It's not every day you can lock down three of the field's most intriguing and expert sources on aging environments and design to debate best practices in long-term care installations. When you get that opportunity, you make the best of it.
The editors of Long-Term Living proudly present this designer roundtable, featuring:
Elizabeth C. Brawley, AAHID, IIDA, CID, is president of Design Concepts Unlimited and one of the preeminent authorities on lighting for senior environments. With more than 30 years of experience, Brawley specializes in designing therapeutic environments for Alzheimer's special care and was awarded the 1998 Polsky Prize for research in this area. She is a founding member of the American Academy of Healthcare Interior Designers and holds an advisory position with the Illuminating Engineering Society of North America.
Mitchell S. Elliott, AIA, is chief development officer at Vetter Health Services, and serves as vice-president of the Society for the Advancement of Gerontological Environments. A 28-year member of the American Institute of Architects, Elliott oversees the planning, design, construction and property management of all 33 Vetter-owned nursing facilities and retirement communities throughout the Midwest. Elliott's work reinforces resident-centered care, and he has been a member of the American Health Care Association Life Safety Committee since 2009.

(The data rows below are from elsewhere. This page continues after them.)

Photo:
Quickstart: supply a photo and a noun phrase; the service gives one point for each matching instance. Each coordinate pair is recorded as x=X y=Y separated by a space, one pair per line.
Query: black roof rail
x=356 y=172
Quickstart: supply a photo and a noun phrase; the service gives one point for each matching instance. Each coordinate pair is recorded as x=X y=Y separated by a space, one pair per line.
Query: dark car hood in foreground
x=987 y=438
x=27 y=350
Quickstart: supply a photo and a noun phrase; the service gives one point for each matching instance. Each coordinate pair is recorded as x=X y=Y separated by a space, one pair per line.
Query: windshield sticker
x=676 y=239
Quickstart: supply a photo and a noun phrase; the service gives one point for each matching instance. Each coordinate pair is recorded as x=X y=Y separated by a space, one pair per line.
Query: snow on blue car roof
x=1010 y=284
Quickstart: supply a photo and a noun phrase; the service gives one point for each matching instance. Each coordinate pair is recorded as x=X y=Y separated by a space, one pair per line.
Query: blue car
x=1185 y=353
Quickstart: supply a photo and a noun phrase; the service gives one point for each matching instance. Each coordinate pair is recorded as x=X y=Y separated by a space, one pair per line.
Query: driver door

Lisa M. Cini, ASID, IIDA, is founder and president of Mosaic Design Studio in Columbus, Ohio. Cini's work has been recognized by the American Society of Interior Designers with the First Place designation in its Chapter 32 Design Awards every year since 2007, and she has received several local business awards in her home city of Columbus. Cini regularly participates in national speaking engagements on design and is a blogger for Long-Term Living ( www.ltlmagazine.com/CiniBlog).
And without further ado…
SOLID SURFACE FLOORING VS CARPET IN LONG-TERM CARE AND SENIOR LIVING ENVIRONMENTS—WHAT ARE THE PROS AND CONS TO INSTALLING EITHER OPTION?

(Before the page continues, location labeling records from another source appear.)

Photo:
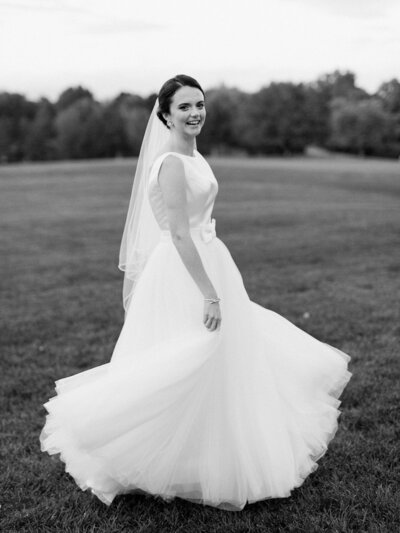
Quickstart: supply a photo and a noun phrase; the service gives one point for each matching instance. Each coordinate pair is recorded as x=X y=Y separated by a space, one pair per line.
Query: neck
x=182 y=145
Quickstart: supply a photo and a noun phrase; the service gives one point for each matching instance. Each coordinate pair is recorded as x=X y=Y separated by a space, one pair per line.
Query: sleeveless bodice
x=201 y=190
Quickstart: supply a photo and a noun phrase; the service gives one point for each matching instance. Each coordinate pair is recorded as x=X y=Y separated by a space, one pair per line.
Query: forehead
x=187 y=95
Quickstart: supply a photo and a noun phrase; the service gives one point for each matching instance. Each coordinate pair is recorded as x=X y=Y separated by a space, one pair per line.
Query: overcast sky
x=110 y=46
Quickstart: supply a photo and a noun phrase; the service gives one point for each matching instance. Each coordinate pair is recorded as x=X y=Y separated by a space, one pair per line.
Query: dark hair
x=168 y=90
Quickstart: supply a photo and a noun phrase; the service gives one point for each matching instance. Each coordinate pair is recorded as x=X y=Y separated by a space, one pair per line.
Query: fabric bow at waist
x=206 y=231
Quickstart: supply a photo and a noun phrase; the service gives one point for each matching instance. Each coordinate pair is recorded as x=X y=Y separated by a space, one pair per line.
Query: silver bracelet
x=212 y=300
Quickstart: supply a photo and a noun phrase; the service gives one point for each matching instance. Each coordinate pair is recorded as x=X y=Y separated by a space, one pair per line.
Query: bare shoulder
x=172 y=172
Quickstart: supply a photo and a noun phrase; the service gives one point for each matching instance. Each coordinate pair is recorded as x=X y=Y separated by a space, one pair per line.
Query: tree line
x=281 y=119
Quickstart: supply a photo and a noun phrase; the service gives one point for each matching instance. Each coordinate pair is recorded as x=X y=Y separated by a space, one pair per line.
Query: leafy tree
x=40 y=140
x=80 y=130
x=16 y=114
x=72 y=95
x=362 y=127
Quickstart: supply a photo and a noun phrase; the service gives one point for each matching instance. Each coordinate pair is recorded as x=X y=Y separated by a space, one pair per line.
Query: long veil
x=141 y=232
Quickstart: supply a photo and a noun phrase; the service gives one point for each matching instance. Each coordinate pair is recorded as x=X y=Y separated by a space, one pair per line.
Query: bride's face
x=187 y=111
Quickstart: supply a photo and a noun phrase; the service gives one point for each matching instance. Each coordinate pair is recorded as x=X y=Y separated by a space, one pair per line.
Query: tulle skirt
x=221 y=418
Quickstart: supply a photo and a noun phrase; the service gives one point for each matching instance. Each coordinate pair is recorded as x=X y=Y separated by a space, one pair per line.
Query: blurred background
x=79 y=78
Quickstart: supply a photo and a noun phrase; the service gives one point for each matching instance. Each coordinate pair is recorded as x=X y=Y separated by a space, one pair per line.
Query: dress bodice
x=201 y=190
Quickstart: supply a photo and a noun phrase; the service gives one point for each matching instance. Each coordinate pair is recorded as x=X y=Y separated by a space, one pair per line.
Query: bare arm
x=173 y=186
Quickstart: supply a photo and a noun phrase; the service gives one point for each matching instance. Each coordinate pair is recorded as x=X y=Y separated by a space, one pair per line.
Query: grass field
x=316 y=240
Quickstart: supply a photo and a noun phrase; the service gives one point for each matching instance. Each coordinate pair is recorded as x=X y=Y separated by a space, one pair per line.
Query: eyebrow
x=187 y=103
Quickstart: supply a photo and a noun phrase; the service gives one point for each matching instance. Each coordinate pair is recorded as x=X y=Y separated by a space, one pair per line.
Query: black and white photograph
x=200 y=266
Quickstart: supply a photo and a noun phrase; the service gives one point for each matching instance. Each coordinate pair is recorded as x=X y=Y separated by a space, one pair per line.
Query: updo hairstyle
x=168 y=90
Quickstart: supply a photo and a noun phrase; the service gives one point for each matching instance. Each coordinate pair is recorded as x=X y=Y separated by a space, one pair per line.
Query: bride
x=207 y=396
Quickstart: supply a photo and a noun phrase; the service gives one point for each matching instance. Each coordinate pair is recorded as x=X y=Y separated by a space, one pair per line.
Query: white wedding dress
x=221 y=418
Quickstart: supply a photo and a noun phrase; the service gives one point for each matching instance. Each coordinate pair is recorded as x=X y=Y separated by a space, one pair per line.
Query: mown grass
x=315 y=240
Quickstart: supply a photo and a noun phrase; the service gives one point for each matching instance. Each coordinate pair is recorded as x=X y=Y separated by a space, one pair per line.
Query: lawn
x=317 y=240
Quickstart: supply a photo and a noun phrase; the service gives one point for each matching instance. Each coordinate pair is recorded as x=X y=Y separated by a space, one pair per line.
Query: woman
x=208 y=396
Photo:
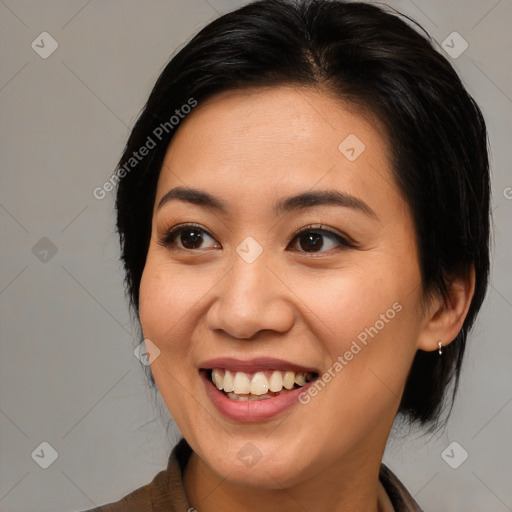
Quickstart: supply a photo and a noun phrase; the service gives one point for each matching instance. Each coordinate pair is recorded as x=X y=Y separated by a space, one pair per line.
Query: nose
x=251 y=298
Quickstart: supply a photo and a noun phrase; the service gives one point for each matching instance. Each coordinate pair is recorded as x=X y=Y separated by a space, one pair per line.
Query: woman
x=303 y=207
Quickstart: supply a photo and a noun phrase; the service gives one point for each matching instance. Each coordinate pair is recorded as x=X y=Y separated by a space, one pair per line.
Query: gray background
x=67 y=370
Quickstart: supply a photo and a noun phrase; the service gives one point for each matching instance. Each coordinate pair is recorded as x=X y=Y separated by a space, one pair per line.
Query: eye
x=188 y=237
x=313 y=239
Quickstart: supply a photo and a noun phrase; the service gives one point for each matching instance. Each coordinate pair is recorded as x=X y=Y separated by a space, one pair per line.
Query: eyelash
x=168 y=240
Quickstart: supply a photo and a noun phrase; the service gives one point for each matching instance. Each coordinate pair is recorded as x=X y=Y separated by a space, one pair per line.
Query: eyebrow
x=287 y=204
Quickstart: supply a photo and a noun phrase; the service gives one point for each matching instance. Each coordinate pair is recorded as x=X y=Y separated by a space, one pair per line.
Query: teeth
x=289 y=380
x=217 y=378
x=228 y=382
x=241 y=384
x=259 y=384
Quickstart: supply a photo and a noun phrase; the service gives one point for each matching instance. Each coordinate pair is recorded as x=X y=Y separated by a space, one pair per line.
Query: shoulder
x=164 y=493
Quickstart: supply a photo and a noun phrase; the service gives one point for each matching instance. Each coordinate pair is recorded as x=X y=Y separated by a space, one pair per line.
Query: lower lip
x=250 y=411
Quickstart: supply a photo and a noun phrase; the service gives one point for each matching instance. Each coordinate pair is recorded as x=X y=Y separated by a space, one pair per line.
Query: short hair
x=373 y=58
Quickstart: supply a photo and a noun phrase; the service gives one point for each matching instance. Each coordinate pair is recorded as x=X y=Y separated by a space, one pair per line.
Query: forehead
x=247 y=145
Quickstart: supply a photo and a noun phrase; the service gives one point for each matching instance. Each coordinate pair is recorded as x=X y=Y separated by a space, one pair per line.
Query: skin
x=251 y=149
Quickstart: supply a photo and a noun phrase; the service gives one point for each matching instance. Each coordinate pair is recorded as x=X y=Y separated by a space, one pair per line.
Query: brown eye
x=314 y=240
x=188 y=238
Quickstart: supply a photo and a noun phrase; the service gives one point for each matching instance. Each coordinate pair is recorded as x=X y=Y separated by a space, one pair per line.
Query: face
x=296 y=253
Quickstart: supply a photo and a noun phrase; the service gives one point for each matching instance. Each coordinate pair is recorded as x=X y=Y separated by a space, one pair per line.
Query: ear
x=445 y=316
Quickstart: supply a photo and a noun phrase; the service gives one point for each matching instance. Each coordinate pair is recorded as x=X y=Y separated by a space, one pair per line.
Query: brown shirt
x=166 y=493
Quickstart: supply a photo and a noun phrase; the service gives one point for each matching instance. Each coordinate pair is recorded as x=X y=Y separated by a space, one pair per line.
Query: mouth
x=256 y=390
x=260 y=385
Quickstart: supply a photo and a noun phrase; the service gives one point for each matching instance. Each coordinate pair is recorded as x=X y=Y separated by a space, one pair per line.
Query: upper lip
x=254 y=365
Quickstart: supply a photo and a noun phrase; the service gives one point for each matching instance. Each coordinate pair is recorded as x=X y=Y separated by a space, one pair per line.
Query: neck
x=348 y=487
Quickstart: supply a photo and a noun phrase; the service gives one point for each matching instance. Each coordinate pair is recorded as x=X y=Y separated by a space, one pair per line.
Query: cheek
x=165 y=307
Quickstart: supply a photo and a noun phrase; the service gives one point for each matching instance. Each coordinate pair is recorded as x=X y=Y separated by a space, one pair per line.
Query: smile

Elliott: The functional and programmatic expectations of the space should drive the floor selection. We begin with the question, “What is best for the resident within this space?” Considerations include safety, aesthetics, acoustical control, comfort and the level of self-ambulation by the residents. Second to the needs of the resident are the needs of the caregiving staff. You also have to look at the initial and long-term maintenance costs of the material, and we can't be specifying materials without gathering input from the environmental workers taking care of these surfaces. And in our organization, if the material that is better for the staff compromises quality care or quality life for the residents, the residents always win.
Brawley: With the advancements in technology and construction methods in soft surface floorcovering, there are more options today for LTC and senior living environments. The color palettes are greater than ever and are aesthetically pleasing.

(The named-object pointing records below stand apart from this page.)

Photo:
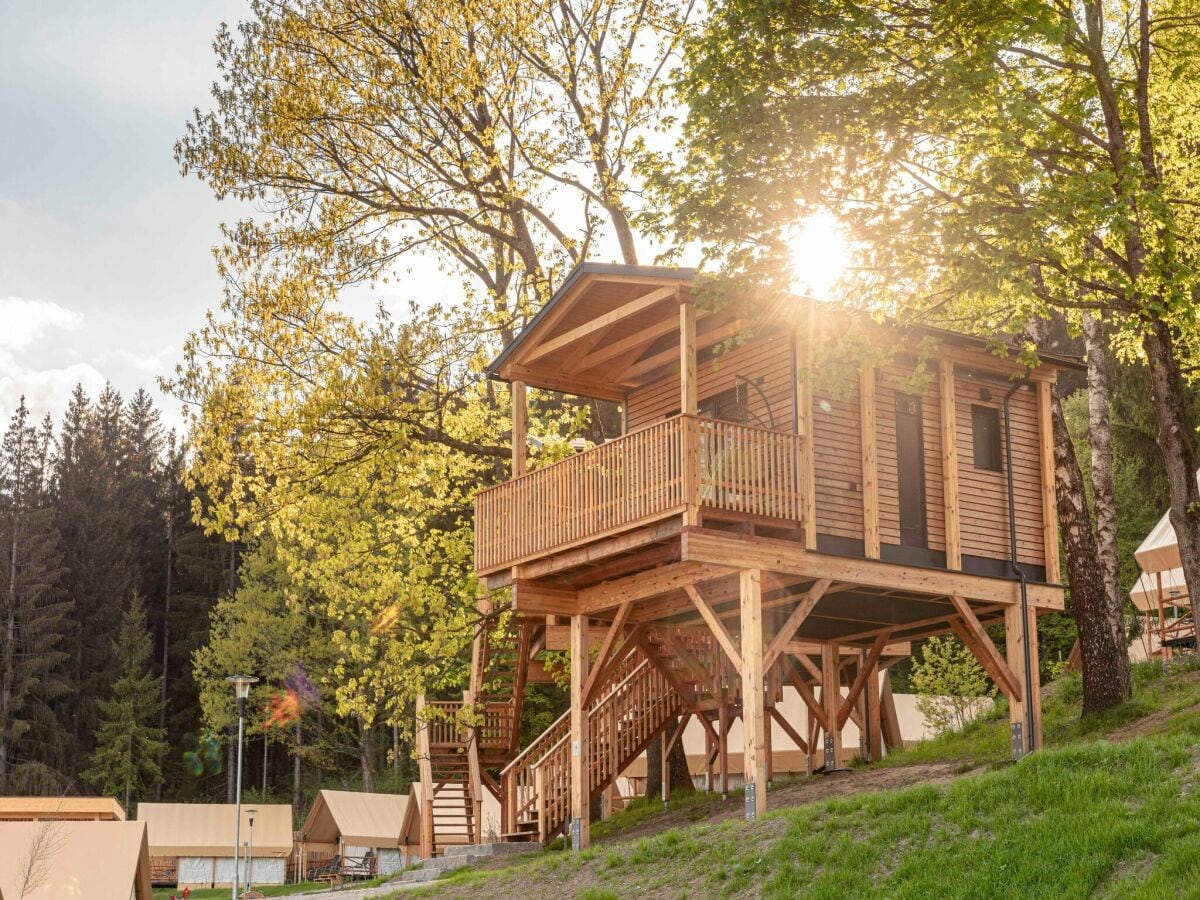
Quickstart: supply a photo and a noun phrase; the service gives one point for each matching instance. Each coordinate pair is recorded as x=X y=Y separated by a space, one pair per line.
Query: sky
x=105 y=249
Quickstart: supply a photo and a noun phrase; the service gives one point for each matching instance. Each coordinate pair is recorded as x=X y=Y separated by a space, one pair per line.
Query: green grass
x=1086 y=817
x=268 y=889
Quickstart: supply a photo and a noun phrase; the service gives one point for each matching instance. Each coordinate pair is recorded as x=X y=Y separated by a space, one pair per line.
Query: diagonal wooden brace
x=795 y=621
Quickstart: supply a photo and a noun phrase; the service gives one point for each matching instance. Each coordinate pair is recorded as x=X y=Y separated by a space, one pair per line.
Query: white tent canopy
x=1145 y=591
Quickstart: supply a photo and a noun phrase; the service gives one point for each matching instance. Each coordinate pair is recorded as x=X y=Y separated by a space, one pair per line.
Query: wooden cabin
x=795 y=496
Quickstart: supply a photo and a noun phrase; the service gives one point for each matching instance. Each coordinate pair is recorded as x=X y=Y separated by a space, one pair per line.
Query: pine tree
x=31 y=612
x=130 y=743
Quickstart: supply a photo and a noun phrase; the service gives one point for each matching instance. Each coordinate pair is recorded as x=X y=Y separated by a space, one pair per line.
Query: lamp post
x=250 y=851
x=241 y=691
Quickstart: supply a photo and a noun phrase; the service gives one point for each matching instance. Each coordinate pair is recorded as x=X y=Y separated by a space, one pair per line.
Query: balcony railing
x=651 y=474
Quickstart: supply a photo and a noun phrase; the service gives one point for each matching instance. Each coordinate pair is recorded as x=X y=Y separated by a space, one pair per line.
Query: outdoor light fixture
x=241 y=685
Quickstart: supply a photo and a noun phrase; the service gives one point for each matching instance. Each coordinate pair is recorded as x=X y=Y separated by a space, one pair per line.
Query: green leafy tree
x=999 y=165
x=952 y=689
x=130 y=744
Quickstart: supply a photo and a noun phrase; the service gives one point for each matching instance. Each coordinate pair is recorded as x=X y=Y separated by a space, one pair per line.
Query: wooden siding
x=898 y=377
x=838 y=460
x=769 y=359
x=983 y=495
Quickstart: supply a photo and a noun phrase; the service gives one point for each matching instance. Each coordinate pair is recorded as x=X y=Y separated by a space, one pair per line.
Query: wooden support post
x=723 y=750
x=870 y=463
x=807 y=463
x=580 y=738
x=889 y=721
x=874 y=720
x=425 y=768
x=1049 y=502
x=754 y=754
x=688 y=406
x=1025 y=739
x=831 y=699
x=520 y=425
x=949 y=465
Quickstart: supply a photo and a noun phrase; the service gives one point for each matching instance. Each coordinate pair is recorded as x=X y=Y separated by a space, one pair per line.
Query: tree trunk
x=231 y=760
x=1099 y=433
x=681 y=780
x=1101 y=633
x=295 y=769
x=1176 y=442
x=366 y=756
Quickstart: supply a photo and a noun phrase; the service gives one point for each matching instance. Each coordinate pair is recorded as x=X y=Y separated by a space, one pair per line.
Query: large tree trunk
x=1176 y=442
x=1099 y=433
x=681 y=779
x=1101 y=629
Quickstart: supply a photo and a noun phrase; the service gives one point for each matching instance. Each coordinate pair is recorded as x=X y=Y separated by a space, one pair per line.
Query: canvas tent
x=357 y=825
x=198 y=837
x=63 y=809
x=77 y=859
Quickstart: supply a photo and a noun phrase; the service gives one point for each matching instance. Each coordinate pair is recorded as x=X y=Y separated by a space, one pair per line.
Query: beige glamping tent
x=75 y=859
x=364 y=829
x=61 y=809
x=197 y=838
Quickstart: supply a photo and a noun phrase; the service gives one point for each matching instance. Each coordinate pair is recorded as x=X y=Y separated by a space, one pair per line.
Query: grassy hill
x=1111 y=808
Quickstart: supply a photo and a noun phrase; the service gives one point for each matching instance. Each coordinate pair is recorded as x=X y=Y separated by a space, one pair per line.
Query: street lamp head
x=241 y=685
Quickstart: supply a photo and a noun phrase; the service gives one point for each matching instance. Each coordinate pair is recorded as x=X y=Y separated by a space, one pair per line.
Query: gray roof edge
x=579 y=271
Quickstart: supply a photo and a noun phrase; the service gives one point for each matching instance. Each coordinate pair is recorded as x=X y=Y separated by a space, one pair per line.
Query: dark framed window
x=985 y=436
x=911 y=472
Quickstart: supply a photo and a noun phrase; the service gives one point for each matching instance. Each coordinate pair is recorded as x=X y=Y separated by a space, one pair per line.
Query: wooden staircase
x=636 y=705
x=457 y=741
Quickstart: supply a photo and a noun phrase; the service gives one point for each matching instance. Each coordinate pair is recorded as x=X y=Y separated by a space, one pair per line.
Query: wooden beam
x=580 y=750
x=606 y=646
x=889 y=721
x=715 y=625
x=531 y=598
x=520 y=414
x=831 y=701
x=567 y=384
x=807 y=451
x=645 y=585
x=870 y=462
x=600 y=323
x=976 y=637
x=634 y=345
x=634 y=375
x=949 y=463
x=736 y=551
x=601 y=550
x=807 y=695
x=754 y=754
x=1049 y=501
x=801 y=743
x=864 y=670
x=687 y=355
x=795 y=621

Carpet is an excellent choice for senior living dining rooms, social rooms, corridors and resident rooms. Not only does it control the number of transitions, but it also helps with acoustics by softening floor noise generated on hard surfaces. Because many elders in these settings have vision issues, using a mid-range color palette for flooring makes the color more visible. Lighter hues show stains, requiring diligent cleaning. If excessive maintenance is needed, carpet would not be a good choice.
I would also like to see tasteful monochromatic patterns developed—it's one solution for providing pattern and interest without introducing multiple colors and confusion underfoot. Large patterns incorporating multiple high contrast and bright colors are confusing, disorienting and dangerous for older adults with vision impairment or dementia.
Cini: I completely agree with Betsy regarding the importance of selecting the right hue of color for flooring, which in high traffic areas should have a varied pattern with multiple complementary colors to add visual interest, hide difficult stains and reduce the appearance of traffic patterns. Betsy mentions monochromatic colors, but I find that if the colors are complementary and of the same value, the intensity is lessened but stain and soil hiding are increased.